Avec le ton qui le caractérise, burlesque et décalé, le cinéaste dresse le portrait critique mais bienveillant d'une petite bande de doux rêveurs bien décidés à inventer leur propre télé, à contre-courant des chaînes commerciales et lénifiantes. Mi-nostalgique, mi-satirique, le cinéaste évoque ainsi une "parenthèse enchantée" de son existence, faite d'idéalisme, d'engagement sincère et d'action collective, mais aussi de système D délirant et de grandes causes à défendre.
"Je faisais partie de l'équipe qui a démarré Télé Bocal, explique-t-il. Je n'étais pas là tout le temps mais j'ai fait ça pendant quatre ou cinq ans pendant les années 90. Le film est inspiré de ces moments-là. C'est vraiment un film de groupe sur ce que c'est de fonder une télé libertaire, engagée et bordélique à cette époque-là. Mon implication était réelle parce que j'ai adoré ça. On a tous envie à un moment donné de partager quelque chose de collectif. C'est un peu ce qu'on vit sur un film, d'ailleurs... Mais c'est quelque chose que l'on garde, surtout lorsque l'on est encore jeune."
"Je voulais aussi parler d'une certaine forme de cinéphilie, continue-t-il. Surtout quand on ne fait pas encore de films, il y a une espèce de plaisir à sortir des noms de cinéastes rares ou au contraire très connus. Je voulais aussi parler de quelque chose d'un peu ridicule, et là pour le coup c'est de l'autodérision : quand on a 20 ans et qu'on a l'impression de vivre dans un film, qu'on sort tout le temps des citations de tel ou tel film parce qu'on a l'impression que ça nous fait exister. Mais l'ironie n'empêche pas la sincérité, c'est-à-dire que les cinéastes dont parle le personnage de Victor, ce sont des cinéastes qu'en général j'aime bien. Mais on peut quand même se moquer de cette manière de se faire valoir en passant par les oeuvres des autres."

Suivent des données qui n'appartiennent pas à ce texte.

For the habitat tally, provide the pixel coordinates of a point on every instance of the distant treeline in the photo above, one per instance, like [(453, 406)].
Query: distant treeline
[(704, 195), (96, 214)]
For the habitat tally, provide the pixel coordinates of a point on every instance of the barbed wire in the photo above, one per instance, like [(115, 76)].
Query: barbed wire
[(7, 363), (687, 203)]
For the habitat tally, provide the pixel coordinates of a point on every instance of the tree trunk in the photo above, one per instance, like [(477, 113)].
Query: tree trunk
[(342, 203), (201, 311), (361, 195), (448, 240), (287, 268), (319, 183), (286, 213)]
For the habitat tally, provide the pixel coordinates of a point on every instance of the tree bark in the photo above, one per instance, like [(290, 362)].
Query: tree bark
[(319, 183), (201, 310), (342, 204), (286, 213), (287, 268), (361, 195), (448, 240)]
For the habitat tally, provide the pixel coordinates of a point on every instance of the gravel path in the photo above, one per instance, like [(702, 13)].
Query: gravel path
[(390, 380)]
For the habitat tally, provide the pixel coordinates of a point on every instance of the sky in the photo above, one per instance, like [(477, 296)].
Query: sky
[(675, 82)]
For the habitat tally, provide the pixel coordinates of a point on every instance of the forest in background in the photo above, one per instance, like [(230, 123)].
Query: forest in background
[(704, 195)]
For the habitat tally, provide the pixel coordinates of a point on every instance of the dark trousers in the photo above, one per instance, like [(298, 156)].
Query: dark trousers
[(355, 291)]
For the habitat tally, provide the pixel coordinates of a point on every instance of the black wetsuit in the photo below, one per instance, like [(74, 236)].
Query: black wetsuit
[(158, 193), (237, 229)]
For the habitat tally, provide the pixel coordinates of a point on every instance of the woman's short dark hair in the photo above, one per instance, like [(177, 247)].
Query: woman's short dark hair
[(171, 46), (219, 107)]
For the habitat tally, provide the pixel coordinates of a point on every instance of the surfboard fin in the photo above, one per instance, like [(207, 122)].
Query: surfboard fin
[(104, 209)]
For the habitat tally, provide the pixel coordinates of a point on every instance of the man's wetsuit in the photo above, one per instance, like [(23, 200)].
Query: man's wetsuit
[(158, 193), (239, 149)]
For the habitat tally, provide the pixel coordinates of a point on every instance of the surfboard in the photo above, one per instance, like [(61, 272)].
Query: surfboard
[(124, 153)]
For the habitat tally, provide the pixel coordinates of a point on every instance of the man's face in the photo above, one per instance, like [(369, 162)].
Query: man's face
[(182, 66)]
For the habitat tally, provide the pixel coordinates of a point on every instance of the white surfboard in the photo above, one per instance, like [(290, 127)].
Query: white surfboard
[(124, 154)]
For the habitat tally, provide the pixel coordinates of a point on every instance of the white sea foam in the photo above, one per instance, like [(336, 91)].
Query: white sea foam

"J'espère que je porte un regard tendre sur l'époque, et que c'est un regard juste. En tout cas je ne crois pas que ce soit un regard méchant. Il faut être lucide sur les travers... mais il me semble quand même que la tendresse domine", conclut-il.
Assez tendre en effet, Télé gaucho s'inscrit dans la lignée du Nom des gens, à la fois engagé et bourré de fantaisie, souffrant parfois de vouloir trop en dire et de manquer de cohésion, mais plein d'une vitalité et d'une finesse qui en font une comédie intelligente plutôt qu'un pensum prêt-à-penser. Extrêmement bien accueilli par le public arrageois, preuve qu'il ne heurte finalement aucune sensibilité politique, le film pourrait connaître un joli succès en salles et marcher sur les pas de son prédécesseur... Réponse le 12 décembre prochain.